Die „DAVA“ fordert, „Menschen mit ausländischen Wurzeln ihre Rechte in vollem Umfang“ zu geben. Diese erlebten oftmals „bei der Suche nach Wohnungen, bei Bewerbungen, aber auch in vielen alltäglichen Situationen wie bei Behördengängen, dass sie nicht als vollwertige Mitglieder von der europäischen Gesellschaft angenommen werden“. Die „DAVA“ verlangt zudem „eine pragmatische sowie ideologiefreie Flüchtlingspolitik“ und weitere Sozialleistungen, um Kinder- und Altersarmut zu bekämpfen (siehe hier und hier).
„DAVA“-Wählerpotential und Infrastruktur: alles bestens
Die in Deutschland gegründete „DAVA“ hat hier ein hohes Wählerpotential. Deshalb nimmt Erdogan den Anlauf auch hier und nicht in Frankreich oder Belgien oder den Niederlanden oder Österreich. Immerhin leben knapp 2,5 Millionen Muslime mit deutschem Pass und mit Wahlrecht in Deutschland. Von den 2,5 Millionen haben geschätzt 1,5 Millionen Türkischstämmige einen deutschen Pass. Eine weitere Million könnte nach dem vermutlich im Mai 2024 in Kraft tretenden neuen „Gesetz zur Modernisierung des Staatsangehörigkeitsrechts“ (StARModG) eines Tages hinzukommen. Dieses StARModG war am 19. Januar 2024 von der „Ampel“-Mehrheit im Bundestag verabschiedet worden. Für die „Europawahl“ dürfte es noch keine Wirkung entfalten, dafür sind die Fristen bis dorthin zu kurz.

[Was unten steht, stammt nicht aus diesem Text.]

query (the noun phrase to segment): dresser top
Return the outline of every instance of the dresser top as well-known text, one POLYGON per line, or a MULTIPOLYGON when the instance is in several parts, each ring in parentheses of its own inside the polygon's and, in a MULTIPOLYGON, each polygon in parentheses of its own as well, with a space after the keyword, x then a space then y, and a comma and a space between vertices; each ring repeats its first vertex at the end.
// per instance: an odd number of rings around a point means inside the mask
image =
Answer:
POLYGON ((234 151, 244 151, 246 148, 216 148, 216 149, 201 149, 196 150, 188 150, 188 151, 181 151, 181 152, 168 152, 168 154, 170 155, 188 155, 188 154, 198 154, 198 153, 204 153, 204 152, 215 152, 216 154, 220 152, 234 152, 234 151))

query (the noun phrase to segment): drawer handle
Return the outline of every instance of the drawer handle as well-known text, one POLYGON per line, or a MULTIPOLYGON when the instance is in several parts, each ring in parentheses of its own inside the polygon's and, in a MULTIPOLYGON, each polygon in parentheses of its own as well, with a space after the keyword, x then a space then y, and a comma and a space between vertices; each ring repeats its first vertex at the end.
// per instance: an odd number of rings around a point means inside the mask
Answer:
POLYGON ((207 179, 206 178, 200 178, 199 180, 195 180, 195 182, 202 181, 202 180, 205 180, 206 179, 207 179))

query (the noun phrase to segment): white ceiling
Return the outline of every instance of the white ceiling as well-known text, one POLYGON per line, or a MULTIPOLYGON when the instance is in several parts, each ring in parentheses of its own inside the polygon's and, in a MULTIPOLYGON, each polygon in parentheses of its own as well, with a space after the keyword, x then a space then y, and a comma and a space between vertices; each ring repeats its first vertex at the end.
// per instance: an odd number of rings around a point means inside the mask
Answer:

Jedenfalls ist Erdogan in Deutschland bei den hier lebenden Türken – und wohl auch anderen Muslimen (etwa Syrern) – äußerst beliebt. Nicht freilich bei den Kurden, die statistisch ebenfalls zu den „Türkischstämmigen“ zählen. Bei der türkischen Präsidentschaftswahl vor knapp sieben Monaten erhielt Erdogan aus Deutschland rund 500.000 Stimmen, was etwa einem Stimmanteil von 67 Prozent entspricht. Es kommt hinzu: Bei der „Europawahl“ 2024 dürfen in Deutschland erstmals Sechzehnjährige wählen. Unter diesen macht der türkische bzw. muslimische Anteil rund ein Drittel aus.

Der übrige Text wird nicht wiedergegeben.